We have no Brahman women converts in our Tamil Mission. We hear of a few in Travancore; we know of more in the North, where the Brahmans are more numerous and less exclusive; but there is not a single bonâ fide Brahman convert woman or child in the whole of this District. There was one, a very old woman; but she died two years ago. We may comfort ourselves with the thought that surely some of those who have heard have become secret believers. But will a true believer remain secret always? We may trust that many a dear little child died young, loving Jesus, and went to Him. But what about those who have not died young? I know that a brighter view may be taken, and if the sadder has been emphasised in these letters, it is only because we feel you know less about it.

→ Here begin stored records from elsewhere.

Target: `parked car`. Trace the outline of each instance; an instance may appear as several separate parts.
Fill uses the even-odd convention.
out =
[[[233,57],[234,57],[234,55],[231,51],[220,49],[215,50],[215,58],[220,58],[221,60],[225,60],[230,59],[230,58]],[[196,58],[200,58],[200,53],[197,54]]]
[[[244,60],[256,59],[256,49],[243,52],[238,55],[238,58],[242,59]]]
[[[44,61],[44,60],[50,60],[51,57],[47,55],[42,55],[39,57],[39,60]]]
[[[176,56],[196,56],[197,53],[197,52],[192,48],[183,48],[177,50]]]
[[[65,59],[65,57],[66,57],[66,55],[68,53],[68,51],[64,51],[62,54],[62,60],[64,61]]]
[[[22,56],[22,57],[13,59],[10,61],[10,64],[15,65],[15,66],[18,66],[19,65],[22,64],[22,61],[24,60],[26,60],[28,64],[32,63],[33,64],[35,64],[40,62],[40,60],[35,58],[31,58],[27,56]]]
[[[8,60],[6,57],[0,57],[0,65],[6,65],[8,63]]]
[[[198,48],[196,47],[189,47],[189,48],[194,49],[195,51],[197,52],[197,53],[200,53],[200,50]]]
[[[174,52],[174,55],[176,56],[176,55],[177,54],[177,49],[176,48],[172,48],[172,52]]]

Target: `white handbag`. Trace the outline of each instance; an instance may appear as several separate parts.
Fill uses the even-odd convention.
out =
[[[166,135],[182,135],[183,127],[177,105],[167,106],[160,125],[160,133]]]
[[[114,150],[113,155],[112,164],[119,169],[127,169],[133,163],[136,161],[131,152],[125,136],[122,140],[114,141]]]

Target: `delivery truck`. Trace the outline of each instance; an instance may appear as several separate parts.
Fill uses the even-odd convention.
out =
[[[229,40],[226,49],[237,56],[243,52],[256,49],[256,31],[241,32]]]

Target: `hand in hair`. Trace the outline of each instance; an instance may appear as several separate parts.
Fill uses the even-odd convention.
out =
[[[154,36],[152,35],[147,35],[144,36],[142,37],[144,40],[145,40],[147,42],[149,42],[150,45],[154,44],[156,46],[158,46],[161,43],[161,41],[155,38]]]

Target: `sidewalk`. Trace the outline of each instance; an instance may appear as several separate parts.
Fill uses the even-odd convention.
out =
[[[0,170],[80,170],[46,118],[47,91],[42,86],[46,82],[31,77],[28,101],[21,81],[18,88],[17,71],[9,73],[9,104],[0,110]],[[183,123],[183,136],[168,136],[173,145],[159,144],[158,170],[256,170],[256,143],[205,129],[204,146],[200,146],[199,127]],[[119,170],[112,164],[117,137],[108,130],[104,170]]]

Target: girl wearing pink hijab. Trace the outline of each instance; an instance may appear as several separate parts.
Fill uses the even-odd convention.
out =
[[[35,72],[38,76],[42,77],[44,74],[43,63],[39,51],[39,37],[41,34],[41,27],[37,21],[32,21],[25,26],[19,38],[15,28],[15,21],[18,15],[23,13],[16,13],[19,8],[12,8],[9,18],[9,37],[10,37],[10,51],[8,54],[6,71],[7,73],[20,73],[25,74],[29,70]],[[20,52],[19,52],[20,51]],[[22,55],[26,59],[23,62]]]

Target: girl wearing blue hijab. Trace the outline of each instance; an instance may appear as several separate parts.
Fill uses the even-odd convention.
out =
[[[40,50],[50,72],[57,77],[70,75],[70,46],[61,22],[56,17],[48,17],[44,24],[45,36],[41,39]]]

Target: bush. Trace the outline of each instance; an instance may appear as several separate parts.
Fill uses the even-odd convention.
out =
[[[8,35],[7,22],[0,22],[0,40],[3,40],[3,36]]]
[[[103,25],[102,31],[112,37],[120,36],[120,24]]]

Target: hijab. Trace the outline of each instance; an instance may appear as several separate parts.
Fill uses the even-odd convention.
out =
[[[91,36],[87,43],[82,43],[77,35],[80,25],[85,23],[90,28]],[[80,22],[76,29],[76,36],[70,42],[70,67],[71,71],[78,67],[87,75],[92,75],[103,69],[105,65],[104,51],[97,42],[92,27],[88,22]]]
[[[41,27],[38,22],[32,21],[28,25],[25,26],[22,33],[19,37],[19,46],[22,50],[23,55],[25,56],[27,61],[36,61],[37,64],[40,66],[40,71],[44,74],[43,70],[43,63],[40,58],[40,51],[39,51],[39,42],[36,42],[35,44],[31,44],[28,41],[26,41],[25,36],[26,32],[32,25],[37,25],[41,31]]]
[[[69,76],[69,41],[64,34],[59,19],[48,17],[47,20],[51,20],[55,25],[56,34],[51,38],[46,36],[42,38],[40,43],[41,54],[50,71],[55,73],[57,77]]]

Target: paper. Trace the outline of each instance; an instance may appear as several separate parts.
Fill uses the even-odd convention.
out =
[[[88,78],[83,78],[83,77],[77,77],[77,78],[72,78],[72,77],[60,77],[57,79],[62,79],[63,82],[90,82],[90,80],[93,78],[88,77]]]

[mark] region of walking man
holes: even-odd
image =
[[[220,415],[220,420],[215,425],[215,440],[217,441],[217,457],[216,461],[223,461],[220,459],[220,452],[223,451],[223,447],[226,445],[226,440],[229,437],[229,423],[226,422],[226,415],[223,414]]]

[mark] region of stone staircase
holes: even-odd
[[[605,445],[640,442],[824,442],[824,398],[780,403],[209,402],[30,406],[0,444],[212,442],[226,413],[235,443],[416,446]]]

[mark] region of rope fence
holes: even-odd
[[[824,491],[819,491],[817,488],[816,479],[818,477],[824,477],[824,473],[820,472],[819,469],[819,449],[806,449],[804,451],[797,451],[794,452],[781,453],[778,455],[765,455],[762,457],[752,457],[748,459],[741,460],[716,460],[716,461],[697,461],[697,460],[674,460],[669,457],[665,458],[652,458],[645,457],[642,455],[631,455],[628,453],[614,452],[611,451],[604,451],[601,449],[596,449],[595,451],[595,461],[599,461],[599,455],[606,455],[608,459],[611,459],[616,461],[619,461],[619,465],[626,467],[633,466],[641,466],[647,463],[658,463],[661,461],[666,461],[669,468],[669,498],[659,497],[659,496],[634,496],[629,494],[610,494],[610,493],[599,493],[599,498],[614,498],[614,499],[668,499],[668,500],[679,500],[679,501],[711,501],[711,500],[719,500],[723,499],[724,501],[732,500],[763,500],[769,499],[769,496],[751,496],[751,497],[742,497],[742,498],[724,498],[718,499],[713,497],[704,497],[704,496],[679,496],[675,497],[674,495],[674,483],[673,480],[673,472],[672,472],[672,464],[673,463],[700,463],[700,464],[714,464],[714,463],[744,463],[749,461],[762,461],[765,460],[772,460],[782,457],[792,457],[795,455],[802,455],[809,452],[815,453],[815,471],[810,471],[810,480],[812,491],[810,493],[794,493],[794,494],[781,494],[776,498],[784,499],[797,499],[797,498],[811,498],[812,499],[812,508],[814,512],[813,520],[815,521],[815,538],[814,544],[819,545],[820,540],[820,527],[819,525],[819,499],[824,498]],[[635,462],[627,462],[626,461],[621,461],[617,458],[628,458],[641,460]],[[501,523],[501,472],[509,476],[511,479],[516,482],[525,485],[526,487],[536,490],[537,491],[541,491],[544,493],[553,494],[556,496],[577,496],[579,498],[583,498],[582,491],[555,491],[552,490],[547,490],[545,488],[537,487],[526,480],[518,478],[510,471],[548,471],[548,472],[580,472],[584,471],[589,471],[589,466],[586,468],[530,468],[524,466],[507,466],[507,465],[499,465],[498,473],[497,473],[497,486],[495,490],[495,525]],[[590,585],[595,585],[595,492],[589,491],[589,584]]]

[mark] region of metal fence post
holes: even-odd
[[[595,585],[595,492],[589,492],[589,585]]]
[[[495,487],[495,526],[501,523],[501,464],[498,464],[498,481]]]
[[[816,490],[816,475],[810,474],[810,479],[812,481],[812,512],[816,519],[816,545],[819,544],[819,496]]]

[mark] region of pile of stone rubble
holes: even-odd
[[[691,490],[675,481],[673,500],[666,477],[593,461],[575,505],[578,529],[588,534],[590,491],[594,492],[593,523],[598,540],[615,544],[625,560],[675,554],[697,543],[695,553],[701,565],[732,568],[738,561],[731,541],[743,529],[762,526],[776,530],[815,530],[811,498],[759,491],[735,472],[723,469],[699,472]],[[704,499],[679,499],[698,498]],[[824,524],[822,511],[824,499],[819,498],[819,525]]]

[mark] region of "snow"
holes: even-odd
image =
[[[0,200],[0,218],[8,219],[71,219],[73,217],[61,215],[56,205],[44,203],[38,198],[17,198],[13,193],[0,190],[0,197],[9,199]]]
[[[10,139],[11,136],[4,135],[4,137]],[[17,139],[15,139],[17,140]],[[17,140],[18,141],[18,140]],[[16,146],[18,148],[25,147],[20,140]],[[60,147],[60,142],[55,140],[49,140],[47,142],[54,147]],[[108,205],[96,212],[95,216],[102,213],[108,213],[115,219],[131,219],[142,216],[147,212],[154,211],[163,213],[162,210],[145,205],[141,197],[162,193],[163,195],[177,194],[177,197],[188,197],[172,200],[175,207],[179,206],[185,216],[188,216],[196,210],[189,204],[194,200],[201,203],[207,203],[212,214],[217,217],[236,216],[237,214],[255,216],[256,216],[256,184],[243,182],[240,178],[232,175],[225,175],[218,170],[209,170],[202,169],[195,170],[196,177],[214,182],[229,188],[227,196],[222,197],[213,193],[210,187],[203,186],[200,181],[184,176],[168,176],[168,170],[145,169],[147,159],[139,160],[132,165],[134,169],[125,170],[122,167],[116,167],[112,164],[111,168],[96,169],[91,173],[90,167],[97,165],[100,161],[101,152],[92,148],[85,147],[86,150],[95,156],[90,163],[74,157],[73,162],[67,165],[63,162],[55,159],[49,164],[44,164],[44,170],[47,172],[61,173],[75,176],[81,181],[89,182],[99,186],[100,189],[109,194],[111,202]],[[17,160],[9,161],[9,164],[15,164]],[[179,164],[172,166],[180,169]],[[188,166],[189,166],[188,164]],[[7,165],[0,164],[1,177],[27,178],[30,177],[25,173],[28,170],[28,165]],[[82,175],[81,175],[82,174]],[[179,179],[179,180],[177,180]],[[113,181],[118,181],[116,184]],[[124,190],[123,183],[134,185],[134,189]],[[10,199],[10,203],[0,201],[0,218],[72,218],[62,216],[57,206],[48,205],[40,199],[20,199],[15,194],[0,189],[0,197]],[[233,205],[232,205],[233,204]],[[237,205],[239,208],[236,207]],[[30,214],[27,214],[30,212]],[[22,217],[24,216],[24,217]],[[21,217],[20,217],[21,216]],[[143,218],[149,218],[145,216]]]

For more has been written about the successes than about the failures, and it seems to us that it is more important that you should know about the reverses than about the successes of the war. We shall have all eternity to celebrate the victories, but we have only the few hours before sunset in which to win them. We are not winning them as we should, because the fact of the reverses is so little realised, and the needed reinforcements are not forthcoming, as they would be if the position were thoroughly understood. Reinforcements of men and women are needed, but, far above all, reinforcements of prayer. And so we have tried to tell you the truth—the uninteresting, unromantic truth—about the heathen as we find them, the work as it is. More workers are needed. No words can tell how much they are needed, how much they are wanted here. But we will never try to allure anyone to think of coming by painting coloured pictures, when the facts are in black and white. What if black and white will never attract like colours? We care not for it; our business is to tell the truth. The work is not a pretty thing, to be looked at and admired. It is a fight. And battlefields are not beautiful.